Introduction to ParseMSF
In parsemsf: Parse ThermoFisher MSF Files and Estimate Protein Abundances

references: - id: silva title: 'Absolute quantification of proteins by LCMSE: A Virtue of parallel MS acquisition' author: - family: Silva given: JC - family: Gorenstein given: MV - family: Li given: GZ - family: Vissers given: JP - family: Geromanos given: SJ container-title: Mol Cell Proteomics volume: 5 URL: 'https://doi.org/10.1074/mcp.M500230-MCP200' DOI: 10.1074/mcp.M500230-MCP200 issue: 1 page: 144-56 type: article-journal issued: year: 2006 month: 1

Loading peptide information from a ThermoFisher MSF

The ParseMSF package provides several functions for inspecting ThermoFisher MSF files. The most useful of these functions is make_area_table, which constructs a data frame containing all peptides and their corresponding peak areas. This data frame also includes protein information (protein_desc) for each peptide.

NOTE: Only ThermoFisher MSF files generated by Proteome Discoverer 1.4.x are supported. Using ParseMSF functions with a file produced by any other version of Proteome Discoverer may produce unexpected results.

library(parsemsf)

# Replace `parsemsf_example("test_db.msf")` with the path to a ThermoFisher MSF file
area_table <- make_area_table(parsemsf_example("test_db.msf"))
knitr::kable(head(area_table))

See the documentation for make_area_table for a description of each column.
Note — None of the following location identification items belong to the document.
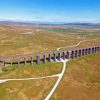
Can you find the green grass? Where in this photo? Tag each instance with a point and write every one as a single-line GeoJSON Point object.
{"type": "Point", "coordinates": [31, 71]}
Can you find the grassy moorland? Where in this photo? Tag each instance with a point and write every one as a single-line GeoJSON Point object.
{"type": "Point", "coordinates": [31, 71]}
{"type": "Point", "coordinates": [31, 89]}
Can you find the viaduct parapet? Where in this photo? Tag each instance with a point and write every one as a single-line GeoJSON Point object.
{"type": "Point", "coordinates": [48, 56]}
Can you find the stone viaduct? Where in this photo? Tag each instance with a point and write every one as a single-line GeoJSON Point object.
{"type": "Point", "coordinates": [48, 56]}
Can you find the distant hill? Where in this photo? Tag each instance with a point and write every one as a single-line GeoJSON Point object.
{"type": "Point", "coordinates": [47, 24]}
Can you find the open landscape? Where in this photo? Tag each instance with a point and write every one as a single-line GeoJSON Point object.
{"type": "Point", "coordinates": [81, 78]}
{"type": "Point", "coordinates": [49, 49]}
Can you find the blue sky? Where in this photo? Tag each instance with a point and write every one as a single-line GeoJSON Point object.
{"type": "Point", "coordinates": [50, 10]}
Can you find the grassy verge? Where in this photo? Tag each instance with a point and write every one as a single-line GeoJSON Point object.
{"type": "Point", "coordinates": [31, 71]}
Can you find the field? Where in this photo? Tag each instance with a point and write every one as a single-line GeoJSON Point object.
{"type": "Point", "coordinates": [81, 81]}
{"type": "Point", "coordinates": [25, 39]}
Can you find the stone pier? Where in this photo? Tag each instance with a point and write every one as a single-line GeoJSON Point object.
{"type": "Point", "coordinates": [38, 59]}
{"type": "Point", "coordinates": [44, 58]}
{"type": "Point", "coordinates": [49, 58]}
{"type": "Point", "coordinates": [59, 56]}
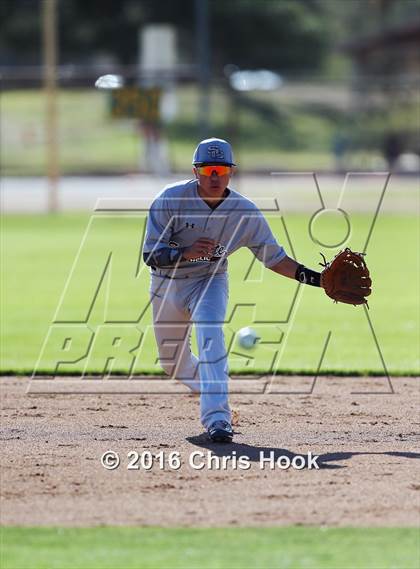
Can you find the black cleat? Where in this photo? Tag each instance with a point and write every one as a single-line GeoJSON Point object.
{"type": "Point", "coordinates": [220, 432]}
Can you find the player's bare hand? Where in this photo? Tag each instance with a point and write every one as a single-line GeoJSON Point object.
{"type": "Point", "coordinates": [203, 247]}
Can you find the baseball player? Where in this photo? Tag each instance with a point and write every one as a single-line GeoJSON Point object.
{"type": "Point", "coordinates": [193, 226]}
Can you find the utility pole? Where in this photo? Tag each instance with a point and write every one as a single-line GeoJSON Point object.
{"type": "Point", "coordinates": [202, 30]}
{"type": "Point", "coordinates": [49, 19]}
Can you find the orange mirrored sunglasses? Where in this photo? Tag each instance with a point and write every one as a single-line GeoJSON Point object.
{"type": "Point", "coordinates": [208, 170]}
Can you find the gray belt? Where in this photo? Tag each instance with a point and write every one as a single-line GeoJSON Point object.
{"type": "Point", "coordinates": [162, 275]}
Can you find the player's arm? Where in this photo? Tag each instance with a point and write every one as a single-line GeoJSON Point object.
{"type": "Point", "coordinates": [288, 267]}
{"type": "Point", "coordinates": [265, 247]}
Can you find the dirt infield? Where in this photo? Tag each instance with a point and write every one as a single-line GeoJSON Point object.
{"type": "Point", "coordinates": [367, 443]}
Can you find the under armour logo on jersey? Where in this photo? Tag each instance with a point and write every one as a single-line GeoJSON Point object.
{"type": "Point", "coordinates": [215, 152]}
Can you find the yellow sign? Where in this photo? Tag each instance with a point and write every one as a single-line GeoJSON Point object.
{"type": "Point", "coordinates": [133, 102]}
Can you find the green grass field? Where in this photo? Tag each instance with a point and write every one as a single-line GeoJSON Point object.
{"type": "Point", "coordinates": [39, 252]}
{"type": "Point", "coordinates": [182, 548]}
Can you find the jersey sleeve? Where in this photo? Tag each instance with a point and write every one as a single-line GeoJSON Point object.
{"type": "Point", "coordinates": [158, 229]}
{"type": "Point", "coordinates": [262, 242]}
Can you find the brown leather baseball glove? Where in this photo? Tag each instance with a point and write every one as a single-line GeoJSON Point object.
{"type": "Point", "coordinates": [346, 278]}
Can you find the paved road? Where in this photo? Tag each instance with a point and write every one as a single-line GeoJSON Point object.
{"type": "Point", "coordinates": [293, 192]}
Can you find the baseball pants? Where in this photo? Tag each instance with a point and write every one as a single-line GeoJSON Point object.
{"type": "Point", "coordinates": [179, 304]}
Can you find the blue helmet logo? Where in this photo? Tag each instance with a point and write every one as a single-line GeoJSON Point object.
{"type": "Point", "coordinates": [215, 152]}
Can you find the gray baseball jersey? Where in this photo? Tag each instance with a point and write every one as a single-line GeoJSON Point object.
{"type": "Point", "coordinates": [179, 216]}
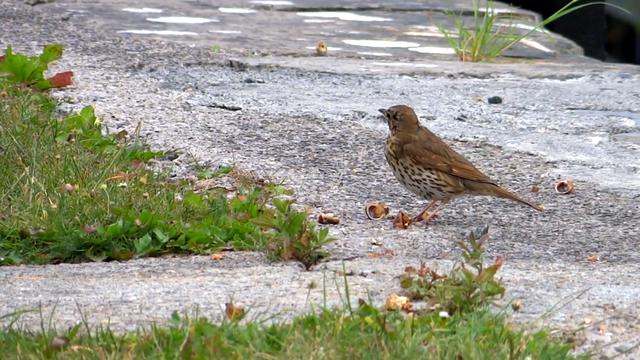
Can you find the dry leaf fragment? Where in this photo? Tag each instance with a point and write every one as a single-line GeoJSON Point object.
{"type": "Point", "coordinates": [380, 254]}
{"type": "Point", "coordinates": [328, 218]}
{"type": "Point", "coordinates": [217, 256]}
{"type": "Point", "coordinates": [402, 221]}
{"type": "Point", "coordinates": [376, 210]}
{"type": "Point", "coordinates": [321, 48]}
{"type": "Point", "coordinates": [234, 311]}
{"type": "Point", "coordinates": [565, 187]}
{"type": "Point", "coordinates": [516, 305]}
{"type": "Point", "coordinates": [395, 302]}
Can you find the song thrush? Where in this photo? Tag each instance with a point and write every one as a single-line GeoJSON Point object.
{"type": "Point", "coordinates": [428, 167]}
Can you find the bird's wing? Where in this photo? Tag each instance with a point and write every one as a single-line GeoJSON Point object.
{"type": "Point", "coordinates": [436, 154]}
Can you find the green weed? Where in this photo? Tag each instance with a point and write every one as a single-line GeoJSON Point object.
{"type": "Point", "coordinates": [72, 192]}
{"type": "Point", "coordinates": [483, 40]}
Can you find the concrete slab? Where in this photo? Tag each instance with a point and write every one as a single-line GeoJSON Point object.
{"type": "Point", "coordinates": [312, 122]}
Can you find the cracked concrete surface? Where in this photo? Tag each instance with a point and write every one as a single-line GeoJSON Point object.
{"type": "Point", "coordinates": [313, 123]}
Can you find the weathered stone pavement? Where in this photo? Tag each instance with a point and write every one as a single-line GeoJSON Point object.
{"type": "Point", "coordinates": [313, 123]}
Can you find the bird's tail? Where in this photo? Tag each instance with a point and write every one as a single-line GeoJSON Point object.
{"type": "Point", "coordinates": [504, 193]}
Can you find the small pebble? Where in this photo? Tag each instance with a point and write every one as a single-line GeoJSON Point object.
{"type": "Point", "coordinates": [495, 100]}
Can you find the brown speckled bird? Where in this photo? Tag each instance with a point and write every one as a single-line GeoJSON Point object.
{"type": "Point", "coordinates": [428, 167]}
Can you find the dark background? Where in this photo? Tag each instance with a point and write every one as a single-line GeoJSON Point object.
{"type": "Point", "coordinates": [603, 32]}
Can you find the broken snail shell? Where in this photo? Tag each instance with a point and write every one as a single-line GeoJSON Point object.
{"type": "Point", "coordinates": [328, 218]}
{"type": "Point", "coordinates": [322, 48]}
{"type": "Point", "coordinates": [565, 187]}
{"type": "Point", "coordinates": [376, 210]}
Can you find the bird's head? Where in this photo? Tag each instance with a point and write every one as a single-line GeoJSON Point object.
{"type": "Point", "coordinates": [401, 118]}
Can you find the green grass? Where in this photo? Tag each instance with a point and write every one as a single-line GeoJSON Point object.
{"type": "Point", "coordinates": [455, 323]}
{"type": "Point", "coordinates": [483, 40]}
{"type": "Point", "coordinates": [366, 333]}
{"type": "Point", "coordinates": [70, 192]}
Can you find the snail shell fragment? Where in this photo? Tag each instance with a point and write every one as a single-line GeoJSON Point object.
{"type": "Point", "coordinates": [376, 210]}
{"type": "Point", "coordinates": [321, 48]}
{"type": "Point", "coordinates": [565, 187]}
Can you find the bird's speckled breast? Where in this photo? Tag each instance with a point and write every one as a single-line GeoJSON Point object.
{"type": "Point", "coordinates": [419, 180]}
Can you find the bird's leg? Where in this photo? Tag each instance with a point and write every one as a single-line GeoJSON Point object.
{"type": "Point", "coordinates": [419, 217]}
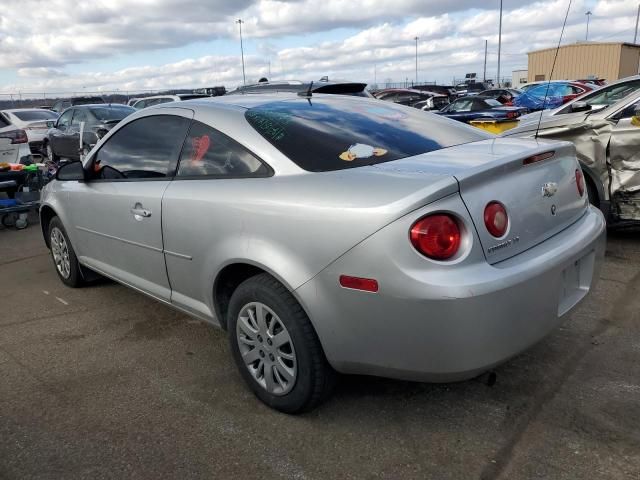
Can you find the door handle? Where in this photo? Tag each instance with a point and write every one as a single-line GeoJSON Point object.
{"type": "Point", "coordinates": [141, 212]}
Estimating protein abundances

The peak area information stored in one or more ThermoFisher MSF files can be used to estimate protein abundances. The combine_tech_reps function estimates these abundances across one or more technical replicates. Technical replicates are typically different mass spectrometry injections of the same biological sample. The combine_tech_reps function will produce more accurate protein abundance estimates if it is provided with multiple technical replicates.

# Replace `parsemsf_example("test_db.msf")` with the path to a ThermoFisher MSF file
abundances <- quantitate(c(parsemsf_example("test_db.msf"), 
                           parsemsf_example("test_db2.msf")))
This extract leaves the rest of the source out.